Boles II Fosamax® Attorney Conduct Pleading: "Good For Goose? Good For Gander."

One of Shirley Boles' best trial lawyers -- the one the very-able federal District Court Judge Keenan recently ordered to explain why a hearing for sanctions (or other greivance proceedings), ought not be convened -- filed 68 pages(!) of responsive pleadings, in anticipation of the September 9, 2010 argument on related rules to show cause, before Judge Keenan. [Mrs. Boles won an $8 million Fosamax® ONJ verdict from Merck, earlier this summer.]

Inside the 68-pager, this lawyer points to several very interesting factual matters. Not least of which is that Merck's lawyers also used some rather "colorful" visual aids, in summation (click at right). The image at right is an enlargement of a ficticious "check" Merck's trial counsel showed to the jury. [At bottom, centered, I have set the entire image from the Merck PowerPoint® slide, for accurate context (it includes a little additional commentary -- overlaid in color, by this blog author). Click both to enlarge.] Here's the plaintiff-lawyer's corresponding argument passage:

. . . .I must point out that I have always understood that a lawyer cannot argue his or her own personal views of the evidence; but, at the same time, I have never understood there to be a blanket prohibition to arguing before a jury that certain evidence was the truth. In fact, I am confident defense counsel would have to agree that there is no prohibition in this regard. After all, one PowerPoint slide used by the defense in summation (attached hereto as “Exhibit D”) contained a picture of Check 2400, which read: “‘Pay to the Order of’ The Truth” (and the term “The Truth” was in very large typeface). Moreover, the check made payable to “The Truth” was signed by “John Keenan” (and the words “John Keenan” were in very large typeface). . . .

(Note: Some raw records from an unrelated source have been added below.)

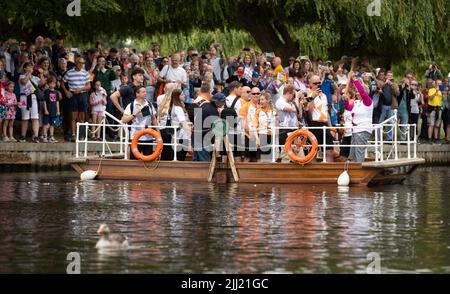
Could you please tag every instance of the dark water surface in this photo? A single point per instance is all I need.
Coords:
(206, 228)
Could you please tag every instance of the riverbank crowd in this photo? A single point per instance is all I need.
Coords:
(50, 86)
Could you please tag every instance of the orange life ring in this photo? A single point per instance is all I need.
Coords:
(159, 146)
(307, 136)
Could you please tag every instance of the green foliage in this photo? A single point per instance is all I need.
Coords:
(406, 29)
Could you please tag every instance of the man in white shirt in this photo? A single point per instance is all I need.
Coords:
(140, 115)
(174, 72)
(318, 111)
(288, 112)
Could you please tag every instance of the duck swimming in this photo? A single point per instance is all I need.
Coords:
(110, 241)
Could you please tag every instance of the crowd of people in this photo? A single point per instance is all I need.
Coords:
(51, 85)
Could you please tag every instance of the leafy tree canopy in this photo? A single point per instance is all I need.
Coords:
(406, 28)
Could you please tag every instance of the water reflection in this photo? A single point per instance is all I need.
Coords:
(177, 227)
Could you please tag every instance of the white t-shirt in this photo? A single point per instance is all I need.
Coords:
(140, 121)
(174, 74)
(266, 121)
(287, 119)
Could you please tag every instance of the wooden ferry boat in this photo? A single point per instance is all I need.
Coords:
(380, 169)
(361, 174)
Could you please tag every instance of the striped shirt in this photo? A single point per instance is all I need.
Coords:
(76, 79)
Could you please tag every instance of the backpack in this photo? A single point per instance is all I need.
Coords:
(230, 115)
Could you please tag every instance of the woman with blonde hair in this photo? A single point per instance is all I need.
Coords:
(262, 124)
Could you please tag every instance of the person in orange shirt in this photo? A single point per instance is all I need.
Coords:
(278, 67)
(263, 122)
(247, 114)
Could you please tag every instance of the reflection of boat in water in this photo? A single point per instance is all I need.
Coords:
(380, 169)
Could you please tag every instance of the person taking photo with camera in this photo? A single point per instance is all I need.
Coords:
(140, 115)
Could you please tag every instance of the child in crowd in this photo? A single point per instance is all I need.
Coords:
(51, 110)
(98, 102)
(10, 101)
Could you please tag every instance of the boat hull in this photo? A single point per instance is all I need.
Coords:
(278, 173)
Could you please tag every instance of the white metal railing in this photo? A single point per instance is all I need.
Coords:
(124, 143)
(377, 145)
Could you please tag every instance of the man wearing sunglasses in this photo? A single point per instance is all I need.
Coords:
(319, 115)
(79, 83)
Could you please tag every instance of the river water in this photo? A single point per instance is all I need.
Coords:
(207, 228)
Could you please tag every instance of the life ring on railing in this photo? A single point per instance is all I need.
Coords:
(299, 139)
(159, 146)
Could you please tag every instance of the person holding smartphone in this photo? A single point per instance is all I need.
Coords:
(434, 114)
(140, 115)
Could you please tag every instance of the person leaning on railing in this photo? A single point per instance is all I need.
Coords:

Thus, not only did defense counsel use the term “truth,” they implied that the trial judge was subscribing to the defense’s version of the truth. I did not object because I believed that this was a transparent, presumptuous and “cheesy” attempt –- in obvious poor taste –- to influence the jury, but not done in a way that was necessarily unethical. I respectfully submit that it would be inappropriate and unfair to punish me for a less flagrant use of the term “the truth” when my use of that term was intended as a tool of advocacy, not an improper claim of personal belief. . . .

It would seem strange, indeed, to let this pass -- and pursue the plaintiff's lawyer, for sanctions -- where neither side objected to the other's summation, in real time. In any event, I'll keep you apprised all developments -- and I'll have more from this pleading, in the coming days.